However, these terms do not limit the posture of the cold head
14.
[0029] When the displacer 20 moves in the axial direction, the
expansion chamber 34 and the room temperature chamber 36
complementarily increase and decrease respective volumes. That is,
when the displacer 20 moves downward, the expansion chamber 34 is
narrowed, and the room temperature chamber 36 is widened. And vice
versa. Therefore, when the displacer 20 is located at the bottom
dead center, the volume of the expansion chamber 34 is minimized
(volume of the room temperature chamber 36 is maximized). When the
displacer 20 is located at the top dead center, the volume of the
expansion chamber 34 is maximized (the volume of the room
temperature chamber 36 is minimized).
[0030] Furthermore, the cryocooler 10 includes a working gas
circuit 52 which connects the compressor 12 to the cold head 14.

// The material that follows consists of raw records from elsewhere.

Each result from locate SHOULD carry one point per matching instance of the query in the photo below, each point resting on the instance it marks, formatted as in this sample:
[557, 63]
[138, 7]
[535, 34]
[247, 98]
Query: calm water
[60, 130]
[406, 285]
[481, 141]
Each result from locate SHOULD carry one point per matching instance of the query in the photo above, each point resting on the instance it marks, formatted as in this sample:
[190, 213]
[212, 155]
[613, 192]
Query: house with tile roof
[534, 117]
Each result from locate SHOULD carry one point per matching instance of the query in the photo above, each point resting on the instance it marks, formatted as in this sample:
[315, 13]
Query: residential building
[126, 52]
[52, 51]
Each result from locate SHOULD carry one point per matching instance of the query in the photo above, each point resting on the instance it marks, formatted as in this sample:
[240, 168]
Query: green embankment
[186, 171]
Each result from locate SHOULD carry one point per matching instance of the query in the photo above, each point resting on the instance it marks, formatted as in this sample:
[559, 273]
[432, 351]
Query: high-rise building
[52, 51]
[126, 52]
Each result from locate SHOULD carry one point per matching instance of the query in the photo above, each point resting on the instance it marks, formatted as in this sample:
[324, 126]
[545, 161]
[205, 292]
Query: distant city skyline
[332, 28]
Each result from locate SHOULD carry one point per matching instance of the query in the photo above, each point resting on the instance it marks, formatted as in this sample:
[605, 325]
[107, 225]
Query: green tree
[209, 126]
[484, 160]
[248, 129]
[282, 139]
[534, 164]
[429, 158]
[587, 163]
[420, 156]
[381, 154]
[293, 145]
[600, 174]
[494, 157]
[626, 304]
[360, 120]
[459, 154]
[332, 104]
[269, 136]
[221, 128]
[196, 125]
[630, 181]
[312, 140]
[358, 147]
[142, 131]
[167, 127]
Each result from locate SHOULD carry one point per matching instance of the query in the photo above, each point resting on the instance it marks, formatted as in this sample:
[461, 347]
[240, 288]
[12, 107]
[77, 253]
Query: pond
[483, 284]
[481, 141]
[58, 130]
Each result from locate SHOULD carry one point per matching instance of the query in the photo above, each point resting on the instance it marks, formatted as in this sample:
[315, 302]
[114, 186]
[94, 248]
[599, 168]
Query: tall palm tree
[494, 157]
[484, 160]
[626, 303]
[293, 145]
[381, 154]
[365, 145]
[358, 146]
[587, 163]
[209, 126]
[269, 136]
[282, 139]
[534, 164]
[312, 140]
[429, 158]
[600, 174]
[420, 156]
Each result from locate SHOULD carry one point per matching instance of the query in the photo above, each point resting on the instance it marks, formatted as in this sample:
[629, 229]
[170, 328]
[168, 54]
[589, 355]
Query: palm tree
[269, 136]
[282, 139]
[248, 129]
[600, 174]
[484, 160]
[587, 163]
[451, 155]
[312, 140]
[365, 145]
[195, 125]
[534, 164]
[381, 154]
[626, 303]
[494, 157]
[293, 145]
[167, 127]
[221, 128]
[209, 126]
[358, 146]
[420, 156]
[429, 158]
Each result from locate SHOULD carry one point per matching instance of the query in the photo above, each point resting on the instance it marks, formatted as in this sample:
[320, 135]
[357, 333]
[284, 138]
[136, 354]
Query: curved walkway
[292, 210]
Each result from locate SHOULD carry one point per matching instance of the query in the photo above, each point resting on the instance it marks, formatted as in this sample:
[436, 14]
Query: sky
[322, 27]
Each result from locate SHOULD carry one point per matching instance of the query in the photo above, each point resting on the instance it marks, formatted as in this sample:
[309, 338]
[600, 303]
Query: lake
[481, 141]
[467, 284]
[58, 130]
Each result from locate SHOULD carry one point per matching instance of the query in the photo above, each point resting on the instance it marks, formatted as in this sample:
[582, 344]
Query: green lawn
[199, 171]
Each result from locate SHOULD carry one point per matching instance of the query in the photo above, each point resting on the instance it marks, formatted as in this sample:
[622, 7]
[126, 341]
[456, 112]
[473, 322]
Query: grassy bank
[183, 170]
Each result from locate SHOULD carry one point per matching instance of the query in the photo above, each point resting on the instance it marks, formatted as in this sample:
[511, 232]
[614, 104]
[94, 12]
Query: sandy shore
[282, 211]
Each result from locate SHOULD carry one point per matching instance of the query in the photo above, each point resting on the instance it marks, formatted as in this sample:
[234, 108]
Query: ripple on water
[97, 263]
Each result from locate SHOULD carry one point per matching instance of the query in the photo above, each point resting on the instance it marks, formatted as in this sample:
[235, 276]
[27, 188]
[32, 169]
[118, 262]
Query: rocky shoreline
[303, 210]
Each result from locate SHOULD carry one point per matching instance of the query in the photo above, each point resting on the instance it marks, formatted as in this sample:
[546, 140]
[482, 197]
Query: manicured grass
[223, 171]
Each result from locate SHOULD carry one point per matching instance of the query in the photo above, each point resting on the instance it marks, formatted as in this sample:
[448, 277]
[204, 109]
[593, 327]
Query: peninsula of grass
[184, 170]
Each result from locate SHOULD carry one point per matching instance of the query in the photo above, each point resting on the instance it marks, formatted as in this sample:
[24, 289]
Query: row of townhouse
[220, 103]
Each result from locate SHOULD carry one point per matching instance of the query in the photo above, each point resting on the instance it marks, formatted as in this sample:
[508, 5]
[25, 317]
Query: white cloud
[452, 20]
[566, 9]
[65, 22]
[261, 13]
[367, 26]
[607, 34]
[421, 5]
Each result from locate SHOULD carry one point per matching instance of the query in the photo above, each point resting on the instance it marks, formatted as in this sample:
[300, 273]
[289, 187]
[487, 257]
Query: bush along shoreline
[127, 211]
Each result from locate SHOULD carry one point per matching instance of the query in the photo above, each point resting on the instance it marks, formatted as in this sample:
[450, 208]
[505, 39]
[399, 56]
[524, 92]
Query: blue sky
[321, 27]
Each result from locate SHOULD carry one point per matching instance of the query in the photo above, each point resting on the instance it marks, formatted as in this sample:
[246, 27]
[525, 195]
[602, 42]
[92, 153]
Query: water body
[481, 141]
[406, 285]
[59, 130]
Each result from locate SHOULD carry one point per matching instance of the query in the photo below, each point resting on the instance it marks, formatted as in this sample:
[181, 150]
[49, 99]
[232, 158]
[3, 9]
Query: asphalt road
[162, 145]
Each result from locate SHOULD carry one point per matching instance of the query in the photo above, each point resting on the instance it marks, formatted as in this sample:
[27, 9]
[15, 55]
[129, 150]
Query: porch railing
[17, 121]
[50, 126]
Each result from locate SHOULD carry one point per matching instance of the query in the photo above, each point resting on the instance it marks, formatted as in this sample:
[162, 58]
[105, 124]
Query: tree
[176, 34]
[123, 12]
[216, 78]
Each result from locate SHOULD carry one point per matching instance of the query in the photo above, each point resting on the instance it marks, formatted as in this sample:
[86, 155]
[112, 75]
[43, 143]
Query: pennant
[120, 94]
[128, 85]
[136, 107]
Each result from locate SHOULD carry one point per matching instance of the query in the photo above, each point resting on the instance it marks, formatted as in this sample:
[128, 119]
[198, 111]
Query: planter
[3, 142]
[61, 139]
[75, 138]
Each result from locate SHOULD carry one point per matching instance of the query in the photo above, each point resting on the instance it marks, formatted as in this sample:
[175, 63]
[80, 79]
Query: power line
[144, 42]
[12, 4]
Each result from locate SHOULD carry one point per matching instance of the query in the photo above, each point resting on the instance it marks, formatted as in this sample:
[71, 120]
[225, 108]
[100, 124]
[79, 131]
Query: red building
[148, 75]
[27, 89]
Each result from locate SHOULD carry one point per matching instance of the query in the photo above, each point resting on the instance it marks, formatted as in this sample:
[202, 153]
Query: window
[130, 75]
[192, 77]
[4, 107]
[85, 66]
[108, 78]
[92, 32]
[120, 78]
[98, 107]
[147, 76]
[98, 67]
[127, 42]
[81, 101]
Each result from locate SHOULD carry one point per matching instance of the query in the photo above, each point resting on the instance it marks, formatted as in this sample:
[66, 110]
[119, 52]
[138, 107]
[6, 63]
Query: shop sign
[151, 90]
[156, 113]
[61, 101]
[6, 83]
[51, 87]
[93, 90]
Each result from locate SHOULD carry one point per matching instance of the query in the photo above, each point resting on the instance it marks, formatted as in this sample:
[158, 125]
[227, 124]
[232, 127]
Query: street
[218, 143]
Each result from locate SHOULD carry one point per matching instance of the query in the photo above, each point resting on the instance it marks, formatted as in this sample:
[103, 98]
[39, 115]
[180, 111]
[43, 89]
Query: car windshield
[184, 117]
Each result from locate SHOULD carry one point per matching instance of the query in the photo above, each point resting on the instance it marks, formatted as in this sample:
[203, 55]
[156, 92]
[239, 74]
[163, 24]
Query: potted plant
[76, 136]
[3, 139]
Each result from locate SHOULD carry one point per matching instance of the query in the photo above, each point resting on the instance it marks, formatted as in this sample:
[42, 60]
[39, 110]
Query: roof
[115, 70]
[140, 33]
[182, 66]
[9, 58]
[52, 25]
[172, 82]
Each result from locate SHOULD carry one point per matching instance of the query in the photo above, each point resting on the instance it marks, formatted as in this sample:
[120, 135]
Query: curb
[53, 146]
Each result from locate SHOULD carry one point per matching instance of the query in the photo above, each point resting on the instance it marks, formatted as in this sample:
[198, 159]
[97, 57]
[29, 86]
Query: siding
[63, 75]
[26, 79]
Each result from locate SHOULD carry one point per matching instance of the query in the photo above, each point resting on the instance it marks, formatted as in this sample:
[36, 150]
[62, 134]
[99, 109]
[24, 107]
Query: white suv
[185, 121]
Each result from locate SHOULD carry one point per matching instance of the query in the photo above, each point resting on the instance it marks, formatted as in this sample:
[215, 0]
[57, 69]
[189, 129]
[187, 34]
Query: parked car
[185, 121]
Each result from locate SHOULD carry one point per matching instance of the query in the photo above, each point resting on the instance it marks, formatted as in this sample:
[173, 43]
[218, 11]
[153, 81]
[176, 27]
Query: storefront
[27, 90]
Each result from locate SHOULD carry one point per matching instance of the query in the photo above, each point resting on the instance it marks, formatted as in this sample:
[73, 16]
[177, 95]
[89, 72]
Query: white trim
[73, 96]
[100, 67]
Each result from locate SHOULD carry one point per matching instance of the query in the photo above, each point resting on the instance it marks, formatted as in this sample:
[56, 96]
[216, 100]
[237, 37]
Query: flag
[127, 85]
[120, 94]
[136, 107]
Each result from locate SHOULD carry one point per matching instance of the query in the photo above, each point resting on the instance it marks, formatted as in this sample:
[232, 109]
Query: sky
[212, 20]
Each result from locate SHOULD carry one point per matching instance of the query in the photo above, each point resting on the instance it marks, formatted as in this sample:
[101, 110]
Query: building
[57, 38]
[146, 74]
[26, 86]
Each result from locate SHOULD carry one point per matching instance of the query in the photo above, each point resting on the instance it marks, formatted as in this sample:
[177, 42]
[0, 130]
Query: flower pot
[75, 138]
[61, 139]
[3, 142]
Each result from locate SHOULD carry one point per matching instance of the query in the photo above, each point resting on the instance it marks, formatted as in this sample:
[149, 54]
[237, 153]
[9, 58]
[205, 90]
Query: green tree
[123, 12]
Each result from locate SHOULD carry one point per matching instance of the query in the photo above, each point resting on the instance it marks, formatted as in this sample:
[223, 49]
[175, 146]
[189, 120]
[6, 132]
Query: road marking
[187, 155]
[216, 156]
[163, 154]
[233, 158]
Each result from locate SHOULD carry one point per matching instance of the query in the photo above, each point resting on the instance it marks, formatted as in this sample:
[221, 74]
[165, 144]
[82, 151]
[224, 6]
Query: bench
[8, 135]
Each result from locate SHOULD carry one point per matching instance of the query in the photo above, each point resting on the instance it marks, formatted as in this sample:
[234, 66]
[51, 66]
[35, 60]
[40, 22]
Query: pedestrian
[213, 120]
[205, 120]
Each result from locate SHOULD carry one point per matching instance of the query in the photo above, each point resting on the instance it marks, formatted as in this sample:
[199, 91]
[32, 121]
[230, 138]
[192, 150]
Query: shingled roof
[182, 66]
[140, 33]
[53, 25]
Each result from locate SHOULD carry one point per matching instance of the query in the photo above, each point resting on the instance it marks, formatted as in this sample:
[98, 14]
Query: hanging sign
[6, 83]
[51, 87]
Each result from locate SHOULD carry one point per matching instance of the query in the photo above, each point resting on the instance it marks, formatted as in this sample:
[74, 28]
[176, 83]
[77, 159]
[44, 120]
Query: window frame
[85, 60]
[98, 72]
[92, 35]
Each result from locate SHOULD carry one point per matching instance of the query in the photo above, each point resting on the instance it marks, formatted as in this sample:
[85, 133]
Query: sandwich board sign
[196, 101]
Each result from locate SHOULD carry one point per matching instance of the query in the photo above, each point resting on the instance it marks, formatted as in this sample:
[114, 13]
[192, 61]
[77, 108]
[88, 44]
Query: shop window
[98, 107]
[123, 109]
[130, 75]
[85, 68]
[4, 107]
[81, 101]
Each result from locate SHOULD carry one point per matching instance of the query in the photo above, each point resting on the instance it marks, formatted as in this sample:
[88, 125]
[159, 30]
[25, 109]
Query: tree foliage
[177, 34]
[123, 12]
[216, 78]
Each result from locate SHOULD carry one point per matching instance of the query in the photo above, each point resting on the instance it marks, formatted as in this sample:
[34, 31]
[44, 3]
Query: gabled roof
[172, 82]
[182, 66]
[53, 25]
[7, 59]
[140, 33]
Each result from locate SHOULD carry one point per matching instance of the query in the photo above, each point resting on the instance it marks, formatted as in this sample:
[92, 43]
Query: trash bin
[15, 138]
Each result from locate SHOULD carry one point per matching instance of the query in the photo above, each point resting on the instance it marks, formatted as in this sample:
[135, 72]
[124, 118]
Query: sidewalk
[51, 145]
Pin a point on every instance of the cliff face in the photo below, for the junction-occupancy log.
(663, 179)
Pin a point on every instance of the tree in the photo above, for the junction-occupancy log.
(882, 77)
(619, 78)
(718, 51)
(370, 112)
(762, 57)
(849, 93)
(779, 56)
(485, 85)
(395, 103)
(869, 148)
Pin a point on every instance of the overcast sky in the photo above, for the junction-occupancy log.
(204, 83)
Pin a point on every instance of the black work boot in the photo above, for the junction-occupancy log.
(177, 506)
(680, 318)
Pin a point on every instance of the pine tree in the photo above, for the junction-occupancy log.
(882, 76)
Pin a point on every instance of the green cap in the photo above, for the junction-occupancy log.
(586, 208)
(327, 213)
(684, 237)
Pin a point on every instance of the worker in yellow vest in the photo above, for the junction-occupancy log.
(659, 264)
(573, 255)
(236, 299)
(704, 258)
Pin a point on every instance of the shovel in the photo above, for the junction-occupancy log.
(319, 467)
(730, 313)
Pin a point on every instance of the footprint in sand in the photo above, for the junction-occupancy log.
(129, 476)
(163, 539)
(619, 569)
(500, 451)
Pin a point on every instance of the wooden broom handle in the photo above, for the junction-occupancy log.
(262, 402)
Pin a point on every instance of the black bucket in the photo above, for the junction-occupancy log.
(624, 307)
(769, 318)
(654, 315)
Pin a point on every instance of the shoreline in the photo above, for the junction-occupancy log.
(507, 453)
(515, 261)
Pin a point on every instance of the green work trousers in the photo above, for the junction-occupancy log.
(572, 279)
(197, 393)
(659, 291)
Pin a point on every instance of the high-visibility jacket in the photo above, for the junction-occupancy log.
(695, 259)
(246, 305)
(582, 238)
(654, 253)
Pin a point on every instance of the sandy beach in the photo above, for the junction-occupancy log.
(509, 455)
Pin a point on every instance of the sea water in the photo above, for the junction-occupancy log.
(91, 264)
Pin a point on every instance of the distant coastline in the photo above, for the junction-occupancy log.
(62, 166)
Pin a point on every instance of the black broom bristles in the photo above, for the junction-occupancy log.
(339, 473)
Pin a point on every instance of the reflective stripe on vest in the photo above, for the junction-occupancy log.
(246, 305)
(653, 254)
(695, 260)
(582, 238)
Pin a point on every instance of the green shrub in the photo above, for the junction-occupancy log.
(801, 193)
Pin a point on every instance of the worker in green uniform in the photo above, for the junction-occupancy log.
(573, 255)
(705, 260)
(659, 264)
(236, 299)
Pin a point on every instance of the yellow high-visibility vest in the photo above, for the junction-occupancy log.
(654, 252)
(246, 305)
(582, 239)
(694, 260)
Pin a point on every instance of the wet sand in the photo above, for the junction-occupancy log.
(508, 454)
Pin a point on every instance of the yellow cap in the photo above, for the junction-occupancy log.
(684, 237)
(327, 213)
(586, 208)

The working gas circuit 52 is configured to generate a pressure
difference between the piston cylinder 28 and the displacer
cylinder 26 (that is, the expansion chamber 34 and/or the room
temperature chamber 36). The pressure difference causes the axially
movable body 16 to move in the axial direction. When the pressure
of the displacer cylinder 26 is lower than that of the piston
cylinder 28, the drive piston 22 moves downward, and consequently,
the displacer 20 also moves downward. Conversely, when the pressure
of the displacer cylinder 26 is higher than that of the piston
cylinder 28, the drive piston 22 moves upward, and consequently,
the displacer 20 also moves upward.
[0031] The working gas circuit 52 includes a valve portion 54. The
valve portion 54 may be disposed adjacent to the piston cylinder 28
to be integrated with the cold head housing 18, and may be
connected to the compressor 12 by using a pipe. The valve portion
54 may be disposed outside the cold head housing 18, and may be
connected to each of the compressor 12 and the cold head 14 by
using a pipe.
[0032] The valve portion 54 includes an expansion chamber pressure
switching valve (hereinafter, also referred to as a main pressure
switching valve) 60 and a drive chamber pressure switching valve
(hereinafter, also referred to as an auxiliary pressure switching
valve) 62. The main pressure switching valve 60 has a main intake
on-off valve V1 and a main exhaust on-off valve V2. The auxiliary
pressure switching valve 62 has an auxiliary intake on-off valve V3
and an auxiliary exhaust on-off valve V4.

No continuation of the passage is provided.